There is no reason under God’s green earth that any child in these here DisUnited States should go to bed tonight without a sandwich! I like to see fat people breaking into a Walmart to steal an X-Box and get tased as much as the next guy but even Putin can feed his kids. The Cartels can feed their kids. Those wild men on that island just off India can feed their kids. Now they feed them white folks who just happened to drop by, but they can feed ‘em! We can’t!

Why? Because a bunch of Rich Men north of Richmond can’t approve a budget to distribute the money they stole from us! THAT’S why! Hey, try this. Now Trump ventured today that maybe we might need to loosen up on the SNAP just a little for the most needy of the huddled masses yearning to be fed. Only problem being the just can’t figure out how to write the check! Entitled Crackers PLEASE!

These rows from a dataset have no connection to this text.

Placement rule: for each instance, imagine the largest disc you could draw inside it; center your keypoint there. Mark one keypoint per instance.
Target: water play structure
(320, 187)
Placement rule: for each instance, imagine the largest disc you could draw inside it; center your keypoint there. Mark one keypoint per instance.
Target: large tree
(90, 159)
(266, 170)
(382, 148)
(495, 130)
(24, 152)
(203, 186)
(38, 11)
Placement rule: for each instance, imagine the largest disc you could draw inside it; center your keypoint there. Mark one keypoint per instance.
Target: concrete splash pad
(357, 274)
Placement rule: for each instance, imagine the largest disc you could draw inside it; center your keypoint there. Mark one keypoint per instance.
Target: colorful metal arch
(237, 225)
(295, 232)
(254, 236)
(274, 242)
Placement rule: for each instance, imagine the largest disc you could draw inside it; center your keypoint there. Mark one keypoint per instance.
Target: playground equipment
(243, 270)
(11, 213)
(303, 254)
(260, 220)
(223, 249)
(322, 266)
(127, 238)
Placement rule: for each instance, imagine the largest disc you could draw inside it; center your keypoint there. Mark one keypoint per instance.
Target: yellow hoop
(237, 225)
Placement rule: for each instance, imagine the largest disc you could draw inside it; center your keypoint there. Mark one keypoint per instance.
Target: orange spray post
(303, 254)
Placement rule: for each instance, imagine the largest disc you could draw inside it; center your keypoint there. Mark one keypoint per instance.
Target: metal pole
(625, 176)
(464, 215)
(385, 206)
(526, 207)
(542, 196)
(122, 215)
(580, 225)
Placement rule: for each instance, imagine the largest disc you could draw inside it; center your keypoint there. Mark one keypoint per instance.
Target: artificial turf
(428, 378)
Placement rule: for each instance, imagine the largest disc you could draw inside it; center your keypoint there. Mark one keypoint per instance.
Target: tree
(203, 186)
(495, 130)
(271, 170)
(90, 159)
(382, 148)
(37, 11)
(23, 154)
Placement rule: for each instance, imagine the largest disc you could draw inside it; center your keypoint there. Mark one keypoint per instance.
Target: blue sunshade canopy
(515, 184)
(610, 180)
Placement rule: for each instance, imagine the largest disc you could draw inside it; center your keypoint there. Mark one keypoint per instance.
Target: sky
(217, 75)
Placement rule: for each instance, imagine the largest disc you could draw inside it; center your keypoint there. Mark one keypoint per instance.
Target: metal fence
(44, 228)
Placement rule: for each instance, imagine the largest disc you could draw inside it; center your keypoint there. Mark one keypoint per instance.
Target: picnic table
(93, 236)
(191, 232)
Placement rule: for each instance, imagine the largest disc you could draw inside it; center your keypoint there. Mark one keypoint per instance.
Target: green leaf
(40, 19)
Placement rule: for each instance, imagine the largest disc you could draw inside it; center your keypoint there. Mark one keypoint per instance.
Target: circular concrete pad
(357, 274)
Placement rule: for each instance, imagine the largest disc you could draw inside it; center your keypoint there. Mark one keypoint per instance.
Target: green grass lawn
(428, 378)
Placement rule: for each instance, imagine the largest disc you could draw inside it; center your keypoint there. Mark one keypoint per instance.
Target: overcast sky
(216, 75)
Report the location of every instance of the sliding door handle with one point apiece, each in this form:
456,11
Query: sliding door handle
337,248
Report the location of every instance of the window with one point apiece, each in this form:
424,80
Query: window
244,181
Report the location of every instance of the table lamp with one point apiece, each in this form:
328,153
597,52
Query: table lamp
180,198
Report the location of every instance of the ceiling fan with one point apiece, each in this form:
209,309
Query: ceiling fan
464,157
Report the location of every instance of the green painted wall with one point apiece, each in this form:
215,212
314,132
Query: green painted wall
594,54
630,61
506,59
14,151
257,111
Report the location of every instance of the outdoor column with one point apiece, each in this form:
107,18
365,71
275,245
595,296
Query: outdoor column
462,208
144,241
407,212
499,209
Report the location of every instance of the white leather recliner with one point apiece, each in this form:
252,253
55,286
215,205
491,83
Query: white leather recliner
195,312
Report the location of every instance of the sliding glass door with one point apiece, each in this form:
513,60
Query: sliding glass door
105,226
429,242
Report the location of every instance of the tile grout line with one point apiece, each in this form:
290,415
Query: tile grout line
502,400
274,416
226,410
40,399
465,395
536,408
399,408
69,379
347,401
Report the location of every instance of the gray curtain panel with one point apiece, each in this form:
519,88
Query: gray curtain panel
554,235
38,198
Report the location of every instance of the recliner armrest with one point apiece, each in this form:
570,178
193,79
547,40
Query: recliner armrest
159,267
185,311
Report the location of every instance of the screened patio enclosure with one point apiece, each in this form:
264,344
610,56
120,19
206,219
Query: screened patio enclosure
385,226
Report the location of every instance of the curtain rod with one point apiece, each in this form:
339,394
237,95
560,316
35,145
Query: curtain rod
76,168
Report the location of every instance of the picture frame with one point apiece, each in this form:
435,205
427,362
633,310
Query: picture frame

So, here’s one solution. Do you know what wasn’t shut off during the government shutdown? Congressmen’s pay! Yeah! They stopped feeding Yogi and Boo in Jellystone National Park but the Honorable Congressman with a season ticket to Epstein Island still in his pocket didn’t miss a truffle. Nice work if you can get it. Now, loosen up on SNAP a little? Let’s see. If you take the population of America, about 340 million, not counting Mexicans, and divide it by SNAP FOLKS, around 42 million, let’s work this; naught from naught equals about 12% of the Great Experiment can’t feed themselves. Son of a 👧! Imagine that! Not all of them are those big ol’ gals grabbing folk’s groceries right now down at your local Walmart. A percentage are the kids. So therefore, take them there congressional salaries and put that money into feeding those kids. It all pretty much equals out. Now, I’m gonna prophesy here!! I conferred with the Lord, and He told me if you take one French Fry off of one congressional plate that you will have a budget by this afternoon. And don’t worry about all them illegal aliens on SNAP. They’re Mexicans! They will find work. Trust me! Problem solved. Go back to confusing your genders.  Can I have an Amen? Now, give that kid a sandwich. I oughta be the President!